Adão Na Encruzilhada
Nas leituras de hoje aparecem enfrentados e, ao
mesmo tempo, relacionados entre si estes dois “homens” (Adão e Jesus). Na Primeira Leitura,
o primeiro homem, Adão, é tentado, posto na encruzilhada de dois caminhos diferentes
e opostos, que hoje poderíamos denominar como o princípio do prazer e o
princípio do dever. Todavia, significam algo mais profundo: se o homem conhecesse
e reconhecesse que não vem de si mesmo, e sim que é “doado”, agraciado, que vem
de Alguém, ele escolheria os caminhos de Deus de Quem o criou.
Portanto, se o homem/se você vem de Alguém
(Deus o criou) a questão fundamental de sua existência é esta: você tem total e
absoluta confiança nos caminhos de Deus que o criou? Você se deixará guiar e conduzir
por Ele? Você se jogará nos braços de Deus com confiança amorosa e abandono
filial? Mas Adão, o homem e a mulher, não confia em Deus; eles duvidam e
desconfiam de Seus projetos e caminhos; eles se decidem por conta própria.

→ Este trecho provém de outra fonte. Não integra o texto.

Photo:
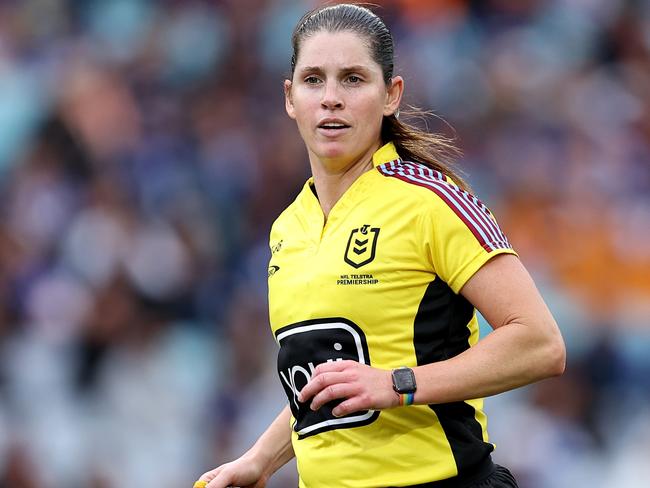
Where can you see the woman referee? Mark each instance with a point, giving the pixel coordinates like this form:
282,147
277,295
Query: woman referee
377,270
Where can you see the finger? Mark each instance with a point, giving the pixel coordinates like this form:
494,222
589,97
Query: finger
210,475
222,480
317,383
333,392
352,405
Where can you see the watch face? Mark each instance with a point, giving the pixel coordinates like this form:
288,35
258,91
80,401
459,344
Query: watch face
404,380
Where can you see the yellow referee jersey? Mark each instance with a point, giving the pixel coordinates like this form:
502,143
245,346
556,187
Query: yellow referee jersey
378,283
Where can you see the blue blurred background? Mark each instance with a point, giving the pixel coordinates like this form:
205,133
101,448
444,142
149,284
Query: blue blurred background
144,153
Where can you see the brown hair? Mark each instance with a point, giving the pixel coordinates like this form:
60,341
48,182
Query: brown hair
411,142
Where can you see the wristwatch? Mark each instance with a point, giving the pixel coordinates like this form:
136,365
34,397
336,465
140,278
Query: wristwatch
404,380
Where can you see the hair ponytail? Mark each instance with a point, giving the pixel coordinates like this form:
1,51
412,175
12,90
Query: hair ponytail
412,143
417,145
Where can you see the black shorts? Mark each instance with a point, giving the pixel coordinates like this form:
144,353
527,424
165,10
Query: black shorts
501,478
488,475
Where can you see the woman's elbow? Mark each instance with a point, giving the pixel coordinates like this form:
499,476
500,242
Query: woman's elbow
555,356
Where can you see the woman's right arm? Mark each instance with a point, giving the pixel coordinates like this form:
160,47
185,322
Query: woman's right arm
271,451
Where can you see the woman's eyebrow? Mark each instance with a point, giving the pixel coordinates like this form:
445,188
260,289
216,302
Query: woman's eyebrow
346,69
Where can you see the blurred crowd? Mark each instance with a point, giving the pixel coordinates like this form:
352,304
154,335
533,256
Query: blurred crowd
145,152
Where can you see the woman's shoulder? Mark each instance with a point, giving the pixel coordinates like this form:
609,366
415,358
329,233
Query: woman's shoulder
419,183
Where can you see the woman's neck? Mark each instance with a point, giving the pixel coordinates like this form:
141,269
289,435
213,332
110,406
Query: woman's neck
332,180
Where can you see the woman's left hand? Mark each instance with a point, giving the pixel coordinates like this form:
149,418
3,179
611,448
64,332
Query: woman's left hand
363,387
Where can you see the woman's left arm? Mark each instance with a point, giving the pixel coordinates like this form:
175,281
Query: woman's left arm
525,346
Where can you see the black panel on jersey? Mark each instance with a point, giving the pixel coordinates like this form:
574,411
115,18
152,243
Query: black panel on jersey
305,345
441,332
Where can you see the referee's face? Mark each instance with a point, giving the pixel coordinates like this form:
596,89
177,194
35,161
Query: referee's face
338,98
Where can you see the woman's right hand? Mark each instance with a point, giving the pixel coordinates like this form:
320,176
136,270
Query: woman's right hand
243,472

Perdida a comunhão com Deus e abandonados os caminhos de Deus, os únicos onde o
homem poderia encontrar a vida, a alegria e a paz, o homem perdido encontra
apenas caminhos de amargura, dor e morte.

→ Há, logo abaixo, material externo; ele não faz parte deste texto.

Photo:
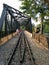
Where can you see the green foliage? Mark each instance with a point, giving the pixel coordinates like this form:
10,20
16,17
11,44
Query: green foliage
33,7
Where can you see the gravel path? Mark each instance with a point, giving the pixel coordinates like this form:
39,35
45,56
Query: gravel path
6,50
40,54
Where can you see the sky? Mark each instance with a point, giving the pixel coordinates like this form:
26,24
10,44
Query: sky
14,3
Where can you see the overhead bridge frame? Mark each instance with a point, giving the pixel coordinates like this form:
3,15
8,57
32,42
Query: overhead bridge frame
16,19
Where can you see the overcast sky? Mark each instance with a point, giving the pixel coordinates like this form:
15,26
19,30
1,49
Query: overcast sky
14,3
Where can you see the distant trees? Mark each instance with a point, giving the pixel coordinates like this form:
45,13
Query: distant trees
34,7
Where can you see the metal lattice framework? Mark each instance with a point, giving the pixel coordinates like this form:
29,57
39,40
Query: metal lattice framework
11,19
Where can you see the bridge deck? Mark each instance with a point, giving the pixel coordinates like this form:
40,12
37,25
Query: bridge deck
41,54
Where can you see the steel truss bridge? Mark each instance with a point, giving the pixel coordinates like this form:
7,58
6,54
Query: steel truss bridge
11,19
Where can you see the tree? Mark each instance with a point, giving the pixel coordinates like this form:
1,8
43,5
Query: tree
33,7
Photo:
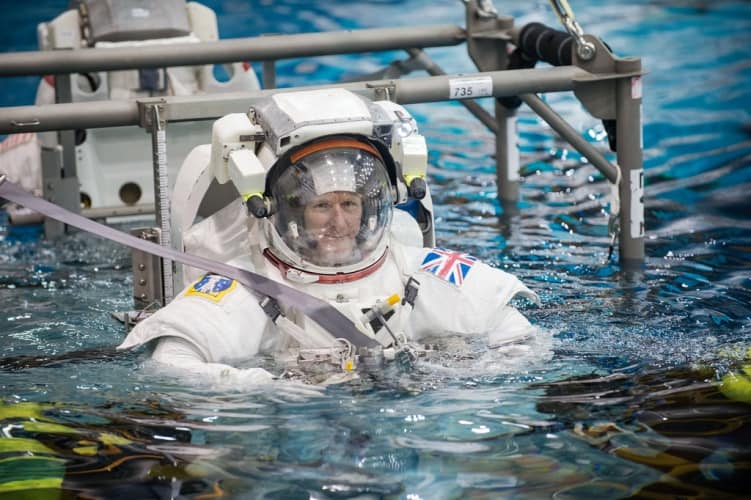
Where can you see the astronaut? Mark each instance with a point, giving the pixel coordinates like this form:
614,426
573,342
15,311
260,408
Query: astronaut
325,175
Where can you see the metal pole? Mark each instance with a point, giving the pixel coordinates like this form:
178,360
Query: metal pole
212,106
630,145
433,69
269,74
572,136
161,196
507,157
262,48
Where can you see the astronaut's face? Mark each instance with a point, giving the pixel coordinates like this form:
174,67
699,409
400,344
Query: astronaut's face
332,220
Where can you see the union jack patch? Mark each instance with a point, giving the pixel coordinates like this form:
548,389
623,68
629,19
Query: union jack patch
212,287
448,265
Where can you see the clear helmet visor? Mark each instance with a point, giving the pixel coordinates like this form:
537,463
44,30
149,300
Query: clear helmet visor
334,205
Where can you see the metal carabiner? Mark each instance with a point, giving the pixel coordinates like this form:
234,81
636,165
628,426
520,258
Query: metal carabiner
584,49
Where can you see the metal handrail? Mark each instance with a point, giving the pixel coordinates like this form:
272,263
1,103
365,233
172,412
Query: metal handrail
261,48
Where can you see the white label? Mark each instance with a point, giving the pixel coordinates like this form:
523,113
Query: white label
139,12
470,88
636,185
636,87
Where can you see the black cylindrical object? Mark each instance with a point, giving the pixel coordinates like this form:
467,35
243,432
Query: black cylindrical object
540,42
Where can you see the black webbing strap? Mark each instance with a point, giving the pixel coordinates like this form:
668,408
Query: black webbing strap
318,310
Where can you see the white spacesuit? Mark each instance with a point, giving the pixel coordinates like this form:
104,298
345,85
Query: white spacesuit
322,183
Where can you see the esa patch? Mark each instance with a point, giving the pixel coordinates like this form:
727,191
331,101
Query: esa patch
211,287
448,265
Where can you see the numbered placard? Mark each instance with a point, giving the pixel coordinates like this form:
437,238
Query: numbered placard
470,87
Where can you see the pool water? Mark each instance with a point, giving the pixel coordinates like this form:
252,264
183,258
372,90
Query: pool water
633,388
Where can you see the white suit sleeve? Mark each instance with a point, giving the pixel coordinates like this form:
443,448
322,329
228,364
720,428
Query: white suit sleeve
183,358
224,328
509,325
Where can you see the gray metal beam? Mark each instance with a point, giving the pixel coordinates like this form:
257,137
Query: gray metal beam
210,107
262,48
571,135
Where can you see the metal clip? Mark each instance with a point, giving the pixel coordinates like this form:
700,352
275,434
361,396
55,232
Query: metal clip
584,49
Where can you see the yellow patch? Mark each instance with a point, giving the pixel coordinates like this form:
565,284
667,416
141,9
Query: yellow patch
212,287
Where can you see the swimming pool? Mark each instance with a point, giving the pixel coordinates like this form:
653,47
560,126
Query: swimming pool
622,400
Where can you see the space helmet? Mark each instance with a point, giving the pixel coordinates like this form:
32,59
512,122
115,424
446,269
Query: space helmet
323,178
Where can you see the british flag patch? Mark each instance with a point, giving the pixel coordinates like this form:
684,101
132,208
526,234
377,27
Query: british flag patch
448,265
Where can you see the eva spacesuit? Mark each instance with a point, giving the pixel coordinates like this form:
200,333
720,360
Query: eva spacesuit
331,174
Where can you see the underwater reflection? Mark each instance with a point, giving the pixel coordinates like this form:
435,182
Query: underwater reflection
679,422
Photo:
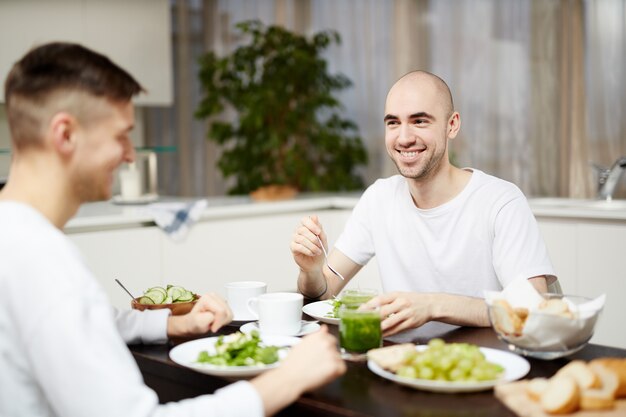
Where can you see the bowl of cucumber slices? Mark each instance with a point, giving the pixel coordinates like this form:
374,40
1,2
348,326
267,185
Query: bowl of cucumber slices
174,297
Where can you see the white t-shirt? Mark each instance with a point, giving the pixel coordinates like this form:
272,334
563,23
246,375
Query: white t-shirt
482,239
62,345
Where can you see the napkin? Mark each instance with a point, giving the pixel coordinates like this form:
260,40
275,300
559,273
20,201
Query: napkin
543,331
175,219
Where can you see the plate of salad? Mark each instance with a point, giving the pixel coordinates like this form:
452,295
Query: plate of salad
234,355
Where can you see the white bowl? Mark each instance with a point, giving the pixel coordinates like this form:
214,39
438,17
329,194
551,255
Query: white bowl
551,336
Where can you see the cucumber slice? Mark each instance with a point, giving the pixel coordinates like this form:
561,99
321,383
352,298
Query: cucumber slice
157,296
187,296
175,292
159,289
145,300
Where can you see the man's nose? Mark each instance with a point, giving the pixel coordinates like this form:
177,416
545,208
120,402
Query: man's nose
406,136
129,152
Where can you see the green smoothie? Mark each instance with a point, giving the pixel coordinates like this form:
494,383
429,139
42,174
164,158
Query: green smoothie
359,331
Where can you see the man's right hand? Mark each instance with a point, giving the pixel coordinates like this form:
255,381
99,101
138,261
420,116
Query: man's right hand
305,247
313,362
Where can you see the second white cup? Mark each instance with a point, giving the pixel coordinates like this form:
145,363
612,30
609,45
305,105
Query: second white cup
238,293
279,313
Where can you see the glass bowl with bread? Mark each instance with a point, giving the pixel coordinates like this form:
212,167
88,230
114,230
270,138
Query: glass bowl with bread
557,326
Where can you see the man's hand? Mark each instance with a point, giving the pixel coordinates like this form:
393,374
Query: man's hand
304,245
401,311
208,314
310,364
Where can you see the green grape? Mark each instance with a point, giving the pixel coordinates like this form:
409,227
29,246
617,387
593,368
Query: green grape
407,372
426,372
450,362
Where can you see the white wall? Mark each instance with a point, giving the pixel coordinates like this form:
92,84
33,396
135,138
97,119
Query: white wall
135,34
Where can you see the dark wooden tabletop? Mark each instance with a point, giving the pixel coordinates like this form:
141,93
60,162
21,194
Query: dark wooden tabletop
359,392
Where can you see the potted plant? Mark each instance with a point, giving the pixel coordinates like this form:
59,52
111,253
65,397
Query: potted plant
286,130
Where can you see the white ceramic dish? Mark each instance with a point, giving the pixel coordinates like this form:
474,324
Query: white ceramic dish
186,355
249,317
320,310
142,199
515,367
307,327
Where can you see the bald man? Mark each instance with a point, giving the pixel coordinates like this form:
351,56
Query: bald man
441,234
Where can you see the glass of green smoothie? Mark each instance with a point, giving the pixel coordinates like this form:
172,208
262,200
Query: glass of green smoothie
359,330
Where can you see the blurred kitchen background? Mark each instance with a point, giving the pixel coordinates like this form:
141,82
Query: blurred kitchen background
540,84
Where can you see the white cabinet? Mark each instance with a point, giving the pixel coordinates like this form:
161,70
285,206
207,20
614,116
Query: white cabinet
589,258
601,266
131,255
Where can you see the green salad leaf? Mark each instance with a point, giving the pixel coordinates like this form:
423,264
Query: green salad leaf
239,349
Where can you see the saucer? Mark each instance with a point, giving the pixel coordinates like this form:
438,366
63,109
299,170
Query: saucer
307,327
243,318
142,199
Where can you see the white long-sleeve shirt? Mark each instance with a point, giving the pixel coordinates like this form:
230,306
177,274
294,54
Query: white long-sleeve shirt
62,345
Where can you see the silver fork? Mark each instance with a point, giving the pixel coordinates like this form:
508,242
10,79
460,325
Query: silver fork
326,256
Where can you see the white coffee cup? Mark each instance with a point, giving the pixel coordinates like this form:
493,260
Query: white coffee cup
279,313
130,182
238,293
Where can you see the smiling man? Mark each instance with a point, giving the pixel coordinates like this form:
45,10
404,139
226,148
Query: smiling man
62,345
441,234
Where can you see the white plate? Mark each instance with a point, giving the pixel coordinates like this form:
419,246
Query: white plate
319,310
515,367
142,199
307,327
186,354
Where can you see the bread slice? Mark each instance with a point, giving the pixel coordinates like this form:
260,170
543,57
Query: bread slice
602,398
582,374
618,366
561,396
391,357
536,387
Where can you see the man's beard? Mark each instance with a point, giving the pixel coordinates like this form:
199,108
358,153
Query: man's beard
422,171
92,189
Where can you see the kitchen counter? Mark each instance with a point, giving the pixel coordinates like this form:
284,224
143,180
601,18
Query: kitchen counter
106,215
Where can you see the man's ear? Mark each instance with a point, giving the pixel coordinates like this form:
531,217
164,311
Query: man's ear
454,124
63,129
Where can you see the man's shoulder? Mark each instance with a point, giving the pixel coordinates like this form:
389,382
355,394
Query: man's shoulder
491,184
388,185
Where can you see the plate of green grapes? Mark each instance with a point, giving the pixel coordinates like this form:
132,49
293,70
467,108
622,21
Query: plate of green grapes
447,367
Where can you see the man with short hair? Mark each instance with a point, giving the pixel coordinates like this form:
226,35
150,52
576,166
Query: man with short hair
441,234
62,345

Na Segunda Leitura (Rm 5,12.17-19),
São Paulo constata esta triste experiência e esta herança de desgraça que os
primeiros pais nos deixaram: “O pecado entrou no mundo por um só homem.
Através do pecado, entrou a morte. E a morte passou para todos os homens,
porque todos pecaram...”. Todos nós caímos, tropeçamos, cedemos diante
do princípio do prazer, diante do orgulho e da autossuficiência. Desde que
existimos, temos a tendência de nos rebelar, de querer ser independente, de nos
afastar de Deus e de Seus caminhos.
Jesus Na Encruzilhada
Jesus também está na encruzilhada entre seguir
a vontade própria e obedecer à vontade de Deus. A mesma leitura de São Paulo
(Segunda Leitura) e o Evangelho de são Mateus nos apresentam a figura do Homem
Novo, do Novo Adão, Jesus de Nazaré. Ele é posto também na encruzilhada entre
dois caminhos. Ele é o Filho de Deus; Ele é o Messias. Ele não saberia
encontrar seus caminhos, e escolher esses caminhos por conta própria? E ele não
teria o direito, na terra, para o sucesso, a honra, o poder e a riqueza?

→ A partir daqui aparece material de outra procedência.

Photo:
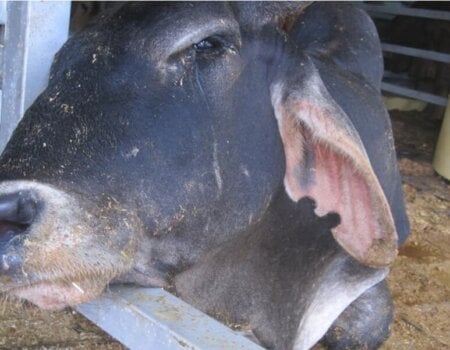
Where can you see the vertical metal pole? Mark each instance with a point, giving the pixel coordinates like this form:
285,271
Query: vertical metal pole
34,32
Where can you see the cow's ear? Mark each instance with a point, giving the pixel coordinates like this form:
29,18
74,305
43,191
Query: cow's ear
326,161
343,35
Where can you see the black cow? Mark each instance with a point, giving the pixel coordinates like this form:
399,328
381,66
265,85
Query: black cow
238,152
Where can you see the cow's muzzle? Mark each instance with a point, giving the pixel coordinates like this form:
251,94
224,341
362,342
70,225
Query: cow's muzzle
18,210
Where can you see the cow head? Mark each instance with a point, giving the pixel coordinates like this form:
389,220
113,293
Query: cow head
167,130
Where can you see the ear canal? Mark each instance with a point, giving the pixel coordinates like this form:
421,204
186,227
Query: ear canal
326,161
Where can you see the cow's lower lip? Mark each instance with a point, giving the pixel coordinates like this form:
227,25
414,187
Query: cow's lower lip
55,295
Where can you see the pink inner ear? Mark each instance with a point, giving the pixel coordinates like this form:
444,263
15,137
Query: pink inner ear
326,162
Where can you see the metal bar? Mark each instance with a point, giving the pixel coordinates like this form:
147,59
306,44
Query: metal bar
406,11
151,318
34,32
410,51
419,95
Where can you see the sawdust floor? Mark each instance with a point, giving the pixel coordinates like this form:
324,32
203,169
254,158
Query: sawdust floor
420,277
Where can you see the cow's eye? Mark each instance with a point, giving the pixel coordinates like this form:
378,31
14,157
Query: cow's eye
209,45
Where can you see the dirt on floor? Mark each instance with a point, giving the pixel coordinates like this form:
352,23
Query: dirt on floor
419,280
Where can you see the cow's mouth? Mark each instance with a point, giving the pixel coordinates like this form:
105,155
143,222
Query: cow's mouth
55,295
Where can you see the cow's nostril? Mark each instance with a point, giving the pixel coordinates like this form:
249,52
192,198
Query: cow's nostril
18,208
17,212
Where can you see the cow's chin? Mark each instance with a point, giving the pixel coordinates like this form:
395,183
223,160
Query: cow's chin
58,295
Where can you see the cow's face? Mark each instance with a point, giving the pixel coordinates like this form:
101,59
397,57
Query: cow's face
168,131
154,141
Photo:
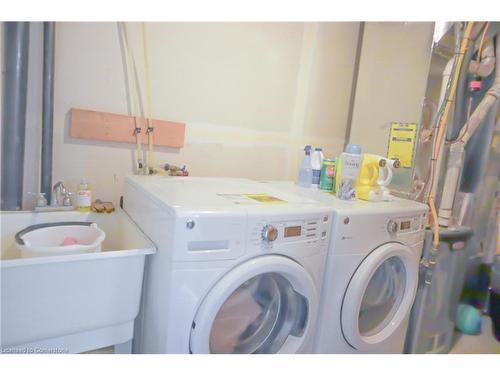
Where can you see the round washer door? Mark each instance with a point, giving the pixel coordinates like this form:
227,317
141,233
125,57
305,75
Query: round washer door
264,305
379,296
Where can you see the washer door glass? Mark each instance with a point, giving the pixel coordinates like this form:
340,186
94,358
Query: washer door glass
259,316
382,297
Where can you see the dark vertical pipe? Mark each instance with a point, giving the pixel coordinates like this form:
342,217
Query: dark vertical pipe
14,93
47,108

E, no entanto, se o Pai permitiu que, no jogo
das circunstâncias da história, Jesus há que escolher o caminho não apenas da
humildade, mas também da humilhação; não apenas de esforço, mas da dor; não
apenas a inevitável ambiguidade da encarnação, onde o divino deve se expressar
nos limites do humano, mas o óbvio escândalo do fracasso; não apenas da
responsabilidade e autonomia da condição humana, mas do abandono nos braços da
morte, então Ele aceita com confiança e com amor o desígnio do Pai, o caminho
do Pai, de Belém ao Calvário, e sempre diz ao tentador, seja para Satanás ou
seja para Pedro: "Afaste-se de mim!".
Ao longo de sua vida diz ao Pai, e mais
especialmente nos momentos cruciais como nas tentações do deserto, do Getsêmani
ou da Cruz: "Pai, em tuas mãos encomendo
meu espírito, minha vida, meu trabalho, minha esperança. Quero que meus
caminhos sejam seus caminhos".
Quaresma: Renovação Batismal
Graças a essa entrega de Jesus aos caminhos de
seu Pai, Jesus triunfou da morte e nos deu a vida, essa vida e esse triunfo que
a Igreja nos aplica em sua pregação, sua oração, seus sacramentos, suas atenções
ou cuidados pastorais.
Se no nascimento, como filhos de
homens, fomos inseridos no velho Adão, o tronco do pecado e da morte, pelo
batismo, fomos inseridos no novo Adão, para sermos filhos no Filho:
filhos de Deus. A Igreja nos convida a nos preparar para renovar nosso batismo
na próxima Páscoa, meta principal da Quaresma.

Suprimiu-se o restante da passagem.